The Prime Network was a group of regional sports networks owned by Liberty Media that served several regionalized areas that was in operation between 1983 and late-1997. While Liberty owned many of these stations, some were affiliates and owned by other companies. As a result, affiliate stations had a choice of what the Prime Network programming they would air and when.

Notable programming

The Prime Network was revolutionary in the sense that it was one of the first sports networks to give live national coverage to regional auto racing series, such as the NASCAR West Series and ARCA stock car series. They were also the exclusive live broadcast home to the USAR Hooters ProCup Series from the series' inception in 1994 until Prime Sports' demise in November 1997, when ESPN2 secured the rights to the series from 1998–1999. In addition to this, Prime also televised a great deal of ASA (American Speed Association) races in the 1980s and 1990s, sharing broadcast rights with now-defunct TNN (The Nashville Network). The network also was the first to televise NASCAR Sprint Cup qualifying on a regular basis, mainly for races televised by TBS (Turner Broadcasting System). Prime also televised a few NASCAR Busch Series races, including the Goody's 300 at Daytona, in the early 1990s. Prime was well known for its broadcasting of both USA and Canadian equestrian competitions, at a level not since matched by any other North American network. The station developed a significant reputation among those who followed that sport. Prime also televised a number of regional NHL hockey games and college basketball games, along with bodybuilding and wrestling matches. They would also occasionally air workout programs, like Body by Jake.

Time-sharing

Some of the Prime Network's affiliates were "time-share" stations. In other words, they shared time with other cable networks on some cable systems. For example, Home Sports Entertainment (now FSN Southwest) shared time with QVC network on some cable outlets. Ironically, QVC is now owned by Liberty Media, who owned Prime. However, during the Prime/QVC timeshare, QVC was owned by Comcast. Usually, QVC would air from about 3 a.m.-1 p.m. on a given day, and then Prime would take over with its feed and feature a brief sign-on and display its bright red HSE symbol in a large font.
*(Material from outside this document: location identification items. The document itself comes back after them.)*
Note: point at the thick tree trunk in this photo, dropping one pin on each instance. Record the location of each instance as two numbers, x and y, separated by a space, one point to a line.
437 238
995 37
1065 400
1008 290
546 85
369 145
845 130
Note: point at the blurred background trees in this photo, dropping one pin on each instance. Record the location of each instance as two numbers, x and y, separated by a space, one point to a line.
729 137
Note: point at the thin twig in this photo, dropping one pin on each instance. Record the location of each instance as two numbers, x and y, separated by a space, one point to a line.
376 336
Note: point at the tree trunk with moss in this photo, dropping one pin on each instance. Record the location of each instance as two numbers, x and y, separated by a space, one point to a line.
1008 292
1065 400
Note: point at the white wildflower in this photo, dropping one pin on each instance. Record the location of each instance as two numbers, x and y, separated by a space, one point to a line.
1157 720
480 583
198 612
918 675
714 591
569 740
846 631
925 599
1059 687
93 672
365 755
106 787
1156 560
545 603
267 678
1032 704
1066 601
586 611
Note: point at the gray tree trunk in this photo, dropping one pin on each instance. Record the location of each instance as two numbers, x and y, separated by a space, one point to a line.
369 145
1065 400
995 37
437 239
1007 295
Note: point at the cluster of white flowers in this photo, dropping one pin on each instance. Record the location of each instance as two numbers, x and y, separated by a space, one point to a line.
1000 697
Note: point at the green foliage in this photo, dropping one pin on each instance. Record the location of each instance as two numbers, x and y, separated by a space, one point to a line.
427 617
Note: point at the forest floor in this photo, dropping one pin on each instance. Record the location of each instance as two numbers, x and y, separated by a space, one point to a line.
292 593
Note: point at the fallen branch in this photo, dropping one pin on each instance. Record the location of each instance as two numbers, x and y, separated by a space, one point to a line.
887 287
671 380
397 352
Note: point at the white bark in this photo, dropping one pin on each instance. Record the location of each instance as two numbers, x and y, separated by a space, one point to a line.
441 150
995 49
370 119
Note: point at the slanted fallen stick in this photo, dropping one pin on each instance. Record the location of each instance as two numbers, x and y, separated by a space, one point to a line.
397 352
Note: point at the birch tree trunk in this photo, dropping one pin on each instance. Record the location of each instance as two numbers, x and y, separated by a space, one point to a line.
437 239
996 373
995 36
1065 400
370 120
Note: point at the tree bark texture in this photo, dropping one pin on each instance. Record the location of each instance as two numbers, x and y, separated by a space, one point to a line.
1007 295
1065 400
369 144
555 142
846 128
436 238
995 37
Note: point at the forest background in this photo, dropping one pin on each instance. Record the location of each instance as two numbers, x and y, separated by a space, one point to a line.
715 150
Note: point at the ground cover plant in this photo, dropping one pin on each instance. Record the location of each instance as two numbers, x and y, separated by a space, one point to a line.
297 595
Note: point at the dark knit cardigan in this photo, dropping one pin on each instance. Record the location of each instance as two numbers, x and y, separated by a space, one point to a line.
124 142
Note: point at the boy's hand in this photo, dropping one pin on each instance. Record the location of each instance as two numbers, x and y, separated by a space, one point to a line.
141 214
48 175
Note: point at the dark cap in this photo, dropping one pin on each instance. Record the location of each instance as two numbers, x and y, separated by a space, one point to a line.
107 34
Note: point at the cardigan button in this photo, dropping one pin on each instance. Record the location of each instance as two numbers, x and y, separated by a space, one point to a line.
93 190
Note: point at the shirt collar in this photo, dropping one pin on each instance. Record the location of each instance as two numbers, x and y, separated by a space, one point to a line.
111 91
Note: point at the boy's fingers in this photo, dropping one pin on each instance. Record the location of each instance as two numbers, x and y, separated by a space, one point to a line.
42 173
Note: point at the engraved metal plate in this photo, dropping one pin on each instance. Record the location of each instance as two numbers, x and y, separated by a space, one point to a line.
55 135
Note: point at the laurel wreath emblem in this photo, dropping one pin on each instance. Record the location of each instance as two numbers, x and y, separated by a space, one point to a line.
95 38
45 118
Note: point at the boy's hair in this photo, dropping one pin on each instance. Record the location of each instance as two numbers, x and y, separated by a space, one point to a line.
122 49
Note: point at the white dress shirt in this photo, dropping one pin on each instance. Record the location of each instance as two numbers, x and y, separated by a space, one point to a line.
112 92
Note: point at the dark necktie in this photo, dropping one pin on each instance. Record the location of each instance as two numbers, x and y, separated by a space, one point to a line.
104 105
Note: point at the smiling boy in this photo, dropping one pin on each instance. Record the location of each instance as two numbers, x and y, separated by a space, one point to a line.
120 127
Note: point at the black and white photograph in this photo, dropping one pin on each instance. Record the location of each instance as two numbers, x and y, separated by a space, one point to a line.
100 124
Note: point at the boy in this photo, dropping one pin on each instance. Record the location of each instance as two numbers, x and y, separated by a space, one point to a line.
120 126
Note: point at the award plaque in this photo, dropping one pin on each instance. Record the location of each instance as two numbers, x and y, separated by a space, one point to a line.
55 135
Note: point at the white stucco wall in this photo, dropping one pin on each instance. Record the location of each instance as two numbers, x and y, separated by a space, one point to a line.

They would then give a program listing of the day's shows, which was usually superimposed over a decorative sports-related background, such as a basketball court. Some cable systems would scramble HSE when its feed took over because they treated it as a premium channel, such as Sports Time, which was on in the 1980s.

Prime SportsChannels America

In 1993, Liberty, NBC and Cablevision created a new venture called Prime SportsChannels America sharing programming and sales agreements between Prime and SportsChannel America. In 1996, Liberty Media sold 50 percent of their regional Prime Sports channels to News Corporation creating Fox Sports Net and a new company, FOX/Liberty Networks. In 1997, FOX/Liberty merged with SportsChannel America creating National Sports Partners, and the Prime Network and SportsChannel names were dropped for the FSN name nationwide.

In 2007, Liberty bought back FSN Pittsburgh, FSN Rocky Mountain, and FSN Northwest from News Corporation.